Me fulmina con los ojos.

—¡Me importa una mierda si tienes clase o no! Quiero volver a follarte, quiero estar contigo a cada minuto del día. No me obligues a sacarte de una clase a rastras.

—No serías capaz.

—Ponme a prueba.

¡Hostia! Juraría que lo ha dicho en serio.

Se acerca a la puerta para salir.

—¿Te vas sin ni siquiera importarte dejarme aquí tirada y recién desvirgada?

Posa la mano en el picaporte de la puerta e inspira fuerte.

—No le des tanta importancia a algo que no la tiene, princesa. Una persona como tú debería estar por encima de toda esta mierda de hipocresías.

—¡Ha sido mi primera vez! —le reprocho—. Podrías por lo menos ser un poco más considerado.

—Te puedo asegurar que estoy siendo todo lo considerado que puedo yéndome ahora mismo. —Gira la manilla de la puerta y sale del aula dejándome sofocada, dolorida y con el labio roto.

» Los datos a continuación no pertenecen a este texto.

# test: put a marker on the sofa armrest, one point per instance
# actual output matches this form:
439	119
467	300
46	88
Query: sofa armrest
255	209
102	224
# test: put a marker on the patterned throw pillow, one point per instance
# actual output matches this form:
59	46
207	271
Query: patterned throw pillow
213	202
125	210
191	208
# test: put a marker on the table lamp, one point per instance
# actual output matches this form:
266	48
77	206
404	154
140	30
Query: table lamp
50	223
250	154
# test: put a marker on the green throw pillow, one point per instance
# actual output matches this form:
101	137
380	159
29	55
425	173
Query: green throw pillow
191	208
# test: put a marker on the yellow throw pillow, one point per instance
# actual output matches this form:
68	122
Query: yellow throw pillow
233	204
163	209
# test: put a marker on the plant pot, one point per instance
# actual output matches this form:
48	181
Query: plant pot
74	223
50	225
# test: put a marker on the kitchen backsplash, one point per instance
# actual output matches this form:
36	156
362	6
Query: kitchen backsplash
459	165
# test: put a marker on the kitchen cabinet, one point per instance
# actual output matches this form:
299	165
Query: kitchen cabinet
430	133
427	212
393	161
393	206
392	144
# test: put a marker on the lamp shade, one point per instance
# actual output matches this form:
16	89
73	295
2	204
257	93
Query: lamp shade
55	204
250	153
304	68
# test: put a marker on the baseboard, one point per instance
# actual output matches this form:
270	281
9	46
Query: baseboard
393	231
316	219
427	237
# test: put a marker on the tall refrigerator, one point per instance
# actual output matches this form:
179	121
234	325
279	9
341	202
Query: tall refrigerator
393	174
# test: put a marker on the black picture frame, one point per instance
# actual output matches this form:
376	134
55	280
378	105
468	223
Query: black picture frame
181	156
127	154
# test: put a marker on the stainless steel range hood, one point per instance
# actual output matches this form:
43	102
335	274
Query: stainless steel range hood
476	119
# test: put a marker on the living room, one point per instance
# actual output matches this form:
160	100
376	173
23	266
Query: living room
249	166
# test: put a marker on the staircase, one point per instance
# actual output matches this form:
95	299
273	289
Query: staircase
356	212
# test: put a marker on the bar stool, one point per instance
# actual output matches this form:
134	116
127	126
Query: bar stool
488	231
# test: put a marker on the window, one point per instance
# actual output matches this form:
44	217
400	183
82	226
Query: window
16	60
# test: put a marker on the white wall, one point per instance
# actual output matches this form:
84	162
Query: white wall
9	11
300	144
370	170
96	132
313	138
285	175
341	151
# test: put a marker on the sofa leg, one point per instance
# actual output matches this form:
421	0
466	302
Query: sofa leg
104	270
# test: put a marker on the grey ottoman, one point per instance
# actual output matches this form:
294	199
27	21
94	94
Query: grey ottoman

¿Se ha ido? No me lo puedo creer. ¡Joder, se ha ido! Me incorporo con dificultad en cuanto la puerta se cierra. Tengo un tremendo sentimiento de culpa pero en el fondo estoy muy feliz. Me hubiera gustado que se quedara a mi lado. ¿Qué habrá querido decirme con lo de que si fuéramos convencionales no podríamos tenernos el uno al otro? No lo entiendo. Ay, Jesús, me estoy enamorando. Odio el rumbo que está tomando esta maldita farsa. Mierda, ya estoy yo, persiguiendo estrellas fugaces de luna en luna. Mejor me voy olvidando de esta maldita cosa del amor o acabaré gritándole: ¡Desgárrame sin piedad, Diego. Fóllame otra vez! Corroboro de manera fehaciente que el amor duele, ¡hostia que si duele! Además, es embustero y quema. Lo sé, lo sé... no debo ponerme a llorar. No debo pensar en lágrimas ahora. Ahora es cuando tendría que levantarme, alzar el puño en señal de victoria y gritar, saltar y reír por haberme apuntado el primer tanto de esta guerra. ¡Mi virgo se ha ido a hacer puñetas! Meto la mano por la espalda y me abrocho el sujetador. Me pongo roja como un tomate cuando recuerdo lo que acaba de pasar. Jamás volveré a ver un aula de la misma manera..., y, menos aún, una película porno sobre profesores pervertidos y alumnas inocentes.

Suspiro, sonrío, recojo mis cosas y veo mi trabajo sobre la ira tirado en la papelera. Me encojo de hombros y paso de largo. Habrá que volver a repetirlo.

14

Salgo de clase aturdida y desvirgada. Carlos está hablando con un amigo al lado de la máquina de café. Le hago una señal para indicarle que enseguida voy. Asiente y le sonrío, mientras me escabullo para hacer pis y limpiarme los remanentes de la pasión en un baño. El tanga y parte de mi pantalón tienen restos de sangre. Me punza el pubis y me noto dolorida. Cuando termino de mear y de asearme, me siento con molestia en uno de los bancos que hay en el pasillo, justo enfrente de los baños. Consulto la hora y llamo a Lucas. Ya tiene que estar en el hospital para su hora de rehabilitación. No sé por qué, pero tengo la absurda necesidad de contarle lo que me acaba de ocurrir. Bueno, no todo, pero tengo el apremio de ponerlo al corriente de las nuevas circunstancias.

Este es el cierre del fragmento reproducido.